Intrapelvic prosthesis migration is challenging to manage surgically because it poses a risk of injury to adjacent intrapelvic structures, such as the intrapelvic vessels, urogenital tract, intestinal tract, and nervous system, during implant removal surgery.4
The EIA is the most frequently injured artery owing to its proximity to the acetabular roof.2,4 Damage to the EIA may lead to severe complications such as the loss of limbs and even death.6 To reduce the risk of these complications, we performed prophylactic placement of an EIA balloon catheter in our patient.

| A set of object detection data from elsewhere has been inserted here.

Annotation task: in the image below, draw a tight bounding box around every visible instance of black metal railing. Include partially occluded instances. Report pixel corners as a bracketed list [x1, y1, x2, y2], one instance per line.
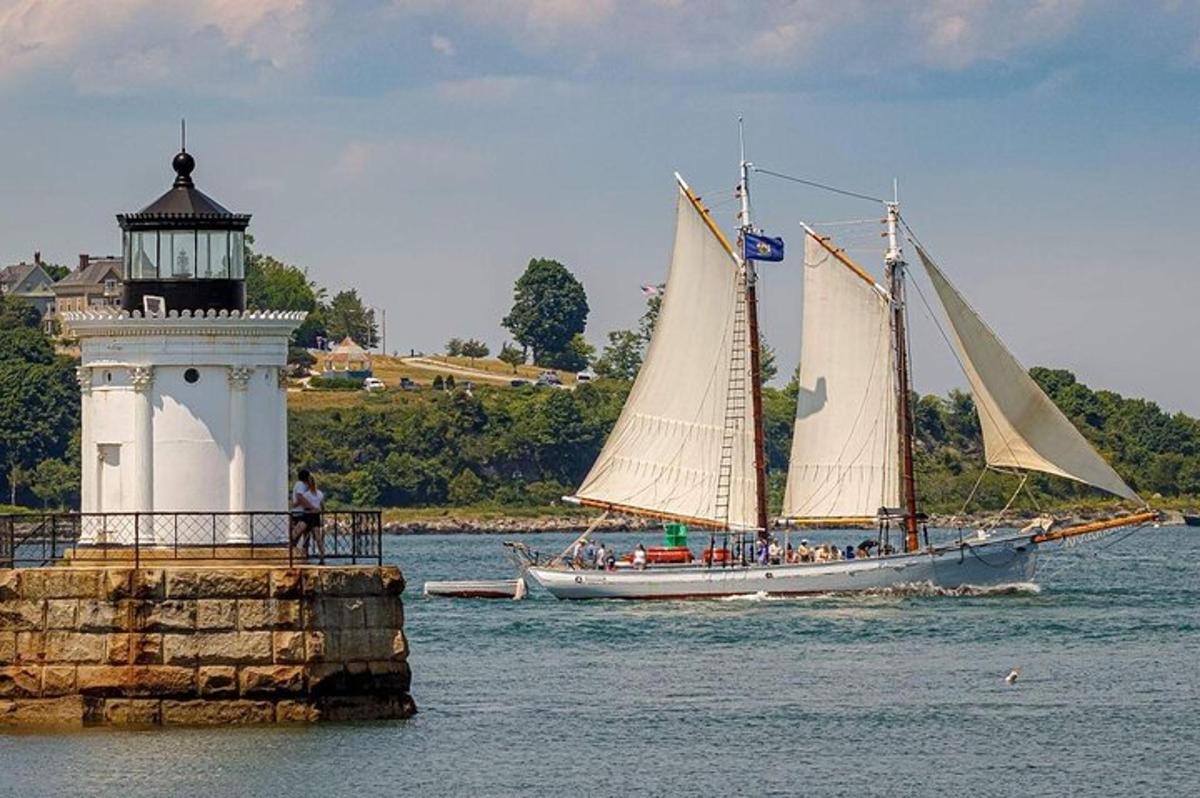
[0, 510, 383, 568]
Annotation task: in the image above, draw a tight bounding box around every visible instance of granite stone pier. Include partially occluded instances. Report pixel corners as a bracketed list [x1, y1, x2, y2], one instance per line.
[0, 563, 416, 727]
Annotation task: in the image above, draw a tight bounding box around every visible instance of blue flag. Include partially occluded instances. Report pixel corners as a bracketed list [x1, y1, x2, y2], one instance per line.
[743, 233, 784, 260]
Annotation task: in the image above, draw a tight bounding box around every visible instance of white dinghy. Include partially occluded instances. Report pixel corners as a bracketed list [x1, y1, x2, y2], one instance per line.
[425, 576, 527, 601]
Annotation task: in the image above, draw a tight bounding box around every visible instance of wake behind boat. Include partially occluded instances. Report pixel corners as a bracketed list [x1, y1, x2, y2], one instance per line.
[509, 135, 1158, 599]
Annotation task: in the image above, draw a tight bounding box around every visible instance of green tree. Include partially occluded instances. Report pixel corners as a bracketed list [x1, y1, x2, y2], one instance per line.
[542, 334, 596, 371]
[503, 258, 588, 365]
[29, 460, 79, 508]
[325, 288, 376, 347]
[449, 468, 484, 505]
[246, 242, 325, 348]
[595, 330, 646, 379]
[460, 338, 491, 360]
[498, 341, 526, 374]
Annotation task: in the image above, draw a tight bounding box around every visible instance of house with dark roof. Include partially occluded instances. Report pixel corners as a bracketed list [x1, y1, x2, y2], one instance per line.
[53, 254, 124, 316]
[0, 252, 54, 317]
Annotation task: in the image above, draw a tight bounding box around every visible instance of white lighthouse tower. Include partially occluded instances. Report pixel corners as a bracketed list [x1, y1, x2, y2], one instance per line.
[62, 149, 305, 547]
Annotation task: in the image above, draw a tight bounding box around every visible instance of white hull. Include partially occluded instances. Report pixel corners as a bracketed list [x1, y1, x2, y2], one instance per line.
[529, 535, 1037, 599]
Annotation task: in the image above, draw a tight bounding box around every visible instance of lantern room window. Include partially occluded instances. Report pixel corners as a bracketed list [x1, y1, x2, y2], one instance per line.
[118, 151, 250, 311]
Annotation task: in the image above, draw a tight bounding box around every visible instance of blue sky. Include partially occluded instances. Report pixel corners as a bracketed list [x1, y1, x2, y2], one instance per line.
[0, 0, 1200, 413]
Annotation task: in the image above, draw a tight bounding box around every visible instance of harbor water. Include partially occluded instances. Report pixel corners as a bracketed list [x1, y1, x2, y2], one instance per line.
[0, 528, 1200, 798]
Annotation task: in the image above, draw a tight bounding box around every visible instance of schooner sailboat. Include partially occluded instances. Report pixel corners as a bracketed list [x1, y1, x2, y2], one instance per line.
[524, 156, 1157, 599]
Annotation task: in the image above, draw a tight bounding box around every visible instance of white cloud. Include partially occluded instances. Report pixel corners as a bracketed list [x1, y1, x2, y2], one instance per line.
[0, 0, 317, 94]
[430, 34, 457, 58]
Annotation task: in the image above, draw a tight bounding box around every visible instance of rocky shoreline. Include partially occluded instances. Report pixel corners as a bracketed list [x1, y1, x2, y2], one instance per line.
[384, 508, 1183, 535]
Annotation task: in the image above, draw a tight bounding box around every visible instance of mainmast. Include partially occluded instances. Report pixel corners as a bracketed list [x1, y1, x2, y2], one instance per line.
[883, 194, 920, 552]
[738, 116, 768, 539]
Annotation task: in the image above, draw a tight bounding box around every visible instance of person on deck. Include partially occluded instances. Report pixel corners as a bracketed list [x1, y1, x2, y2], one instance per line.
[288, 468, 325, 565]
[796, 538, 812, 563]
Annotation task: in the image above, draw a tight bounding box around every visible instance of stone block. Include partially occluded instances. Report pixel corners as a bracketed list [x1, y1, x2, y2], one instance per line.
[0, 599, 46, 631]
[103, 698, 162, 726]
[271, 631, 305, 665]
[0, 696, 84, 727]
[0, 665, 42, 698]
[238, 665, 304, 697]
[0, 569, 22, 601]
[17, 631, 45, 662]
[320, 565, 383, 596]
[162, 634, 204, 665]
[131, 568, 167, 601]
[196, 568, 271, 599]
[271, 568, 304, 599]
[100, 568, 134, 601]
[304, 631, 325, 662]
[77, 665, 196, 697]
[104, 632, 133, 665]
[42, 665, 76, 698]
[196, 599, 238, 631]
[238, 599, 275, 630]
[367, 661, 413, 692]
[379, 565, 404, 596]
[162, 700, 275, 726]
[196, 631, 271, 665]
[130, 635, 163, 665]
[391, 629, 408, 660]
[307, 662, 346, 695]
[362, 595, 403, 629]
[37, 568, 103, 599]
[196, 665, 238, 698]
[275, 701, 317, 724]
[46, 599, 79, 629]
[46, 631, 108, 662]
[78, 599, 130, 631]
[140, 599, 196, 632]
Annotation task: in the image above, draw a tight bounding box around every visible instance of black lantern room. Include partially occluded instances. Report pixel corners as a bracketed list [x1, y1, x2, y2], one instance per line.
[116, 149, 250, 311]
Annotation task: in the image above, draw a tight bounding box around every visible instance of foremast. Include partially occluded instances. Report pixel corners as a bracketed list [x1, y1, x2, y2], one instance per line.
[737, 118, 769, 539]
[883, 199, 920, 552]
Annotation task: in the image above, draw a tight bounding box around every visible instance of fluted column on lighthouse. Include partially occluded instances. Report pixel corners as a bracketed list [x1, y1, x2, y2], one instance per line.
[227, 366, 254, 544]
[130, 366, 154, 544]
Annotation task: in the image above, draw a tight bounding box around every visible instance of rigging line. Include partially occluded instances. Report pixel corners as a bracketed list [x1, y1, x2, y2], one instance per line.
[750, 167, 887, 205]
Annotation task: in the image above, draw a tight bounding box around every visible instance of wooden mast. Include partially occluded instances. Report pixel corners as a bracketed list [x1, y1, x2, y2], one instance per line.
[884, 202, 920, 552]
[737, 116, 770, 540]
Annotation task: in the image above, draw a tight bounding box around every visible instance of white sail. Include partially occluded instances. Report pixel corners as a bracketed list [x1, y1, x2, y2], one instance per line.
[576, 190, 757, 529]
[784, 233, 900, 518]
[917, 246, 1140, 500]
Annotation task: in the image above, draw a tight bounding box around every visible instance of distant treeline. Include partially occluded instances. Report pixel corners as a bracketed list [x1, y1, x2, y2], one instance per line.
[290, 368, 1200, 512]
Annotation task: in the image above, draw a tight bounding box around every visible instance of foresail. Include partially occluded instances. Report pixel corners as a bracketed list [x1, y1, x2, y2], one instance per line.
[784, 233, 900, 520]
[917, 247, 1140, 502]
[576, 183, 757, 529]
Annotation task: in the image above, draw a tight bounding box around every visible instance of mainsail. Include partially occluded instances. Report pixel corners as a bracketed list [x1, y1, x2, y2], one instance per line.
[784, 232, 900, 520]
[917, 246, 1140, 502]
[576, 187, 757, 529]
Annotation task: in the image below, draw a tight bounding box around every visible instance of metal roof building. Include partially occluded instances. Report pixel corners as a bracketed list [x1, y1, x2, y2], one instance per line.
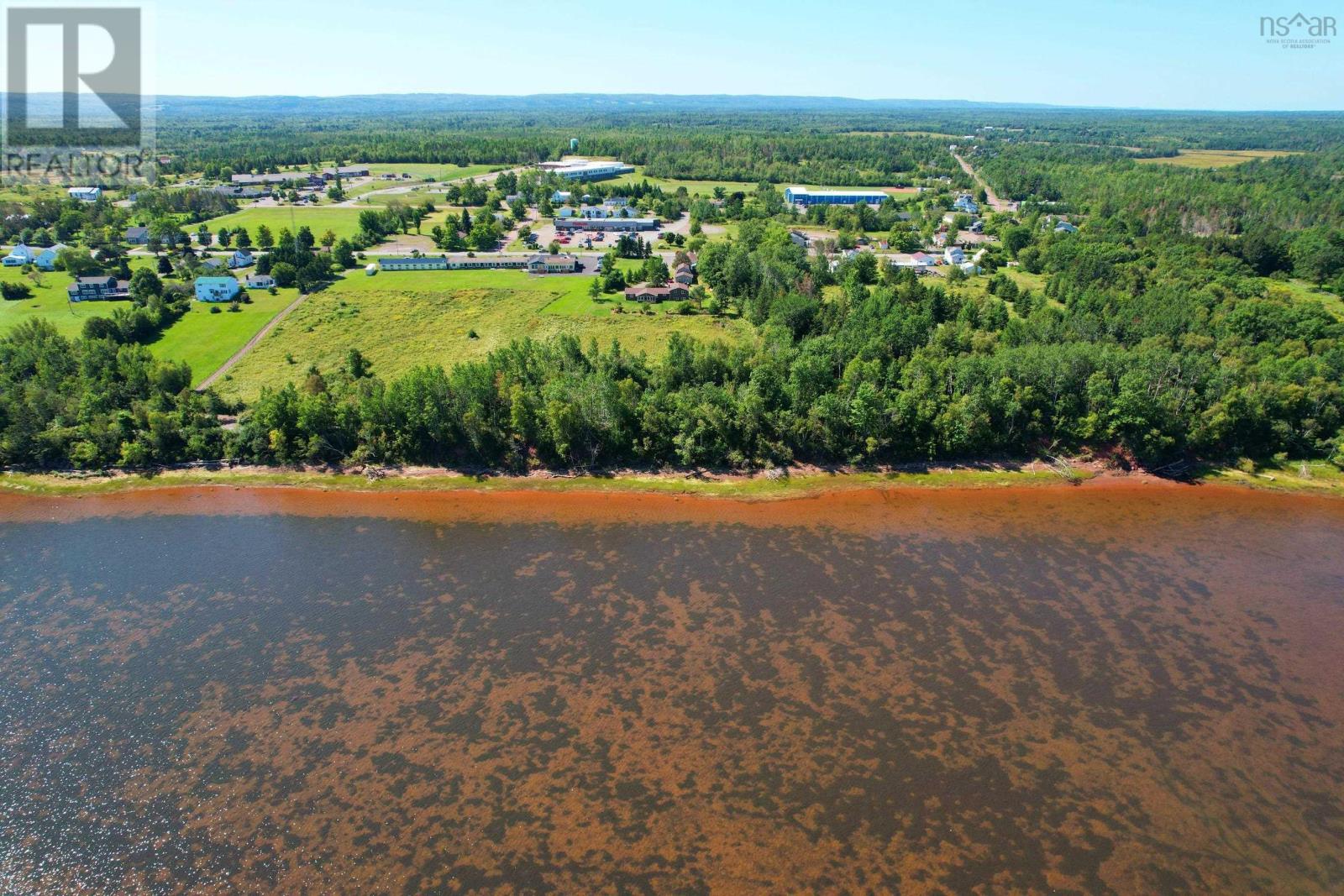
[784, 186, 887, 206]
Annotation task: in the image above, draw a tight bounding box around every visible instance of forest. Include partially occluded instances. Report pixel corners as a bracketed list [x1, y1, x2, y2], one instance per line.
[0, 107, 1344, 471]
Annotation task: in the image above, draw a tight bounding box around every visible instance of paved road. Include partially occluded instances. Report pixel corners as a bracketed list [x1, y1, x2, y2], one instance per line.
[334, 165, 527, 208]
[952, 153, 1017, 211]
[197, 293, 307, 392]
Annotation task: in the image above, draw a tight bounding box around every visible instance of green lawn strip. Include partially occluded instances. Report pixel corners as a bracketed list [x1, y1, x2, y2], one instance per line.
[150, 289, 298, 385]
[218, 271, 750, 399]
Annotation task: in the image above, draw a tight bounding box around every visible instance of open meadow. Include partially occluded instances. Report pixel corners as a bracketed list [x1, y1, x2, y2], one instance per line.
[150, 289, 298, 385]
[0, 267, 118, 338]
[1134, 149, 1294, 168]
[218, 265, 750, 399]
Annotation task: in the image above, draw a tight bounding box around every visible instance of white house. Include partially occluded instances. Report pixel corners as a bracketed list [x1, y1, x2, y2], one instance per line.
[0, 244, 36, 267]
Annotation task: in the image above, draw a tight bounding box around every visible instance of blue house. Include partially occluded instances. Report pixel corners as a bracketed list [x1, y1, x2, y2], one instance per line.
[32, 244, 70, 271]
[0, 244, 38, 267]
[197, 277, 239, 302]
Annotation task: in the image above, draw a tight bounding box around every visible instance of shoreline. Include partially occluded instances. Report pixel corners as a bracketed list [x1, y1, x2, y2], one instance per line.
[0, 464, 1344, 531]
[0, 461, 1344, 501]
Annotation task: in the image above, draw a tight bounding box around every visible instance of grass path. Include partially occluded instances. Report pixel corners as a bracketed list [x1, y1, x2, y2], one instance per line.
[197, 293, 307, 392]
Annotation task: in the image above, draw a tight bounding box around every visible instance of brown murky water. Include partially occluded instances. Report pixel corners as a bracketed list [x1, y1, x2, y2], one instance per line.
[0, 488, 1344, 893]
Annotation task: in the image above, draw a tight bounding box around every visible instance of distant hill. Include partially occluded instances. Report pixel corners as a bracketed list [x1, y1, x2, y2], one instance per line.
[147, 94, 1051, 117]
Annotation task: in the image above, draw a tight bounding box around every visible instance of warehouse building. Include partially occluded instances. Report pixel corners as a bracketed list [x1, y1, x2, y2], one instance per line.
[555, 217, 659, 233]
[381, 253, 583, 274]
[784, 186, 887, 206]
[538, 159, 634, 180]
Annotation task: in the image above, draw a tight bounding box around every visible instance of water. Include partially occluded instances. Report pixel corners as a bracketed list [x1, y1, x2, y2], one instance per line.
[0, 489, 1344, 893]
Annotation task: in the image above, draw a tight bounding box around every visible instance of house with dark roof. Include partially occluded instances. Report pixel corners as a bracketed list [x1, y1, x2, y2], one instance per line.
[625, 284, 690, 302]
[378, 255, 448, 270]
[323, 165, 368, 180]
[66, 274, 130, 302]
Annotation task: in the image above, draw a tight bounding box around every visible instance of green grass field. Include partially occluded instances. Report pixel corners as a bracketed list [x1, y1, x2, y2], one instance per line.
[1262, 277, 1344, 320]
[217, 265, 750, 399]
[150, 289, 298, 385]
[0, 267, 121, 338]
[197, 206, 360, 246]
[0, 258, 307, 383]
[1134, 149, 1293, 168]
[368, 161, 508, 180]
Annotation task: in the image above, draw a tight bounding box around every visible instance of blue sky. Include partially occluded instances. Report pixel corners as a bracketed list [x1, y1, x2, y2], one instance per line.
[153, 0, 1344, 109]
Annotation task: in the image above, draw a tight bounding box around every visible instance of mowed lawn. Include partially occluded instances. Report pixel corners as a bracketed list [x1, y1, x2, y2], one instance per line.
[217, 265, 750, 399]
[598, 165, 916, 197]
[192, 206, 361, 246]
[150, 289, 298, 385]
[1134, 149, 1294, 168]
[0, 267, 121, 338]
[368, 161, 509, 184]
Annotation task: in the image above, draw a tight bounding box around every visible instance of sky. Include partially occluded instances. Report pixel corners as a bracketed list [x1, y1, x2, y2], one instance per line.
[146, 0, 1344, 110]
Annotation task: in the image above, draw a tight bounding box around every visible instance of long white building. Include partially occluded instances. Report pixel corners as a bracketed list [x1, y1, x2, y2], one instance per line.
[538, 157, 634, 180]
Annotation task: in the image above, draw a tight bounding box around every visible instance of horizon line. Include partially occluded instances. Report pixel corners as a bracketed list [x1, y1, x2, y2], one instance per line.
[10, 90, 1344, 114]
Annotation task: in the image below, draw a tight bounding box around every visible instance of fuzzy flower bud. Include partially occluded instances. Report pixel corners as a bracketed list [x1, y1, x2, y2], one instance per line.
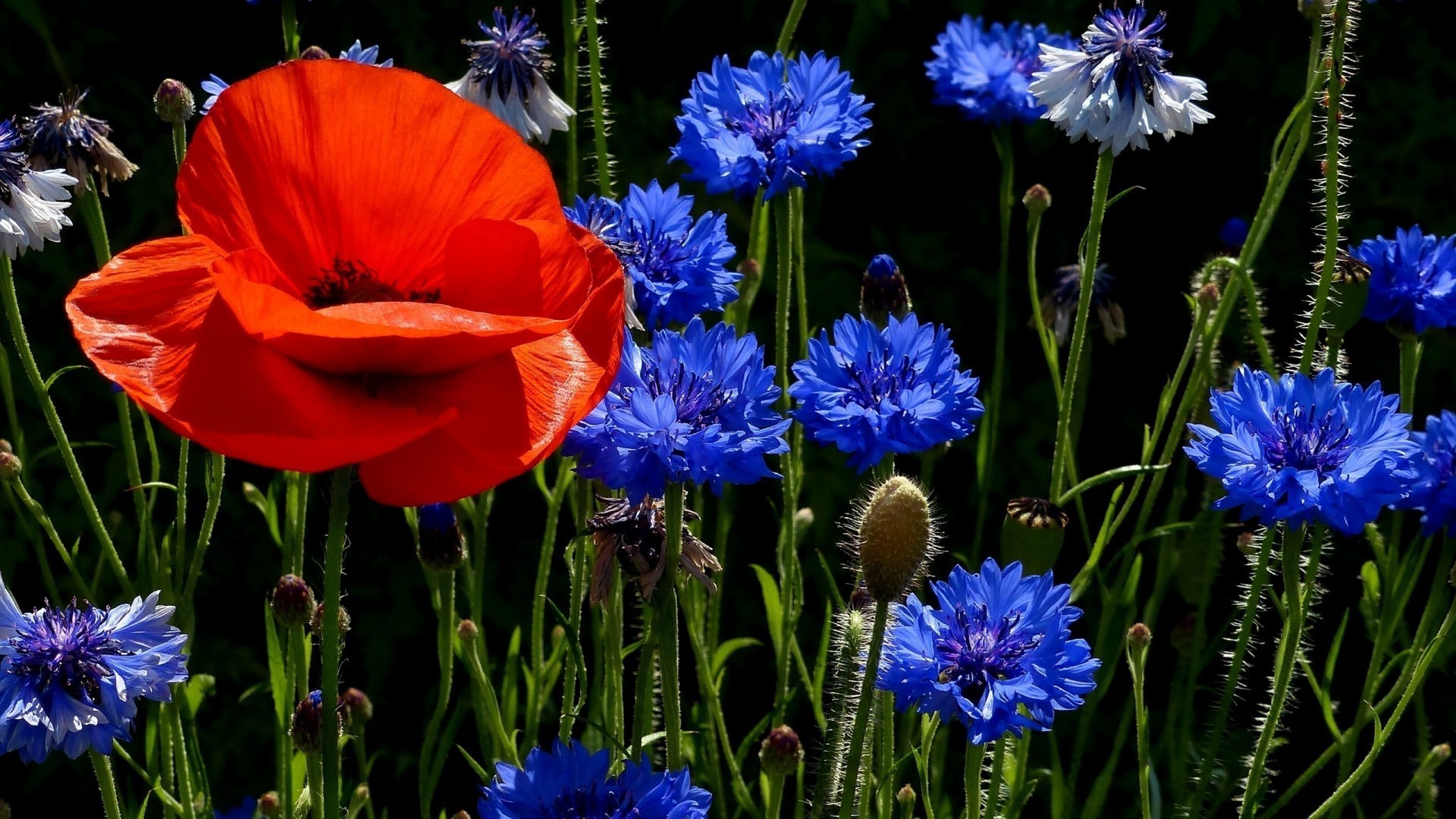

Similar techniques are commonly performed in gynaecological surgery, such as insertion of internal iliac artery balloon catheter to manage haemorrhage during caesarean section in women with placenta accreta7 or abnormal placental implantation.8 However, to the best of our knowledge, the use of this technique in orthopaedic surgery has not yet been reported in the literature; thus, our study is the first case report in this area.
During a procedure, intervention of a vascular surgeon is essential in the event of vascular injuries.9 An advantage of prophylactic EIA balloon catheter placement is that it can reduce the amount of bleeding before the arrival of the vascular surgeon and allow them to visually identify the damaged parts of blood vessels more easily. However, there is a potential disadvantage of prophylactic balloon catheter placement in arteries, such as damage to endothelial cells due to prolonged compression by inflated balloons. Future studies should consider the indications for this procedure.
In conclusion, prophylactic placement of an EIA balloon catheter was performed to reduce blood loss in the event of vascular injury during the management of intrapelvic prosthetic migration after BHA. Interventional radiological assistance should be sought to manage bleeding due to vascular injuries in intrapelvic implant removal surgeries.
Declaration of competing interest
The authors declare that they have no competing interest.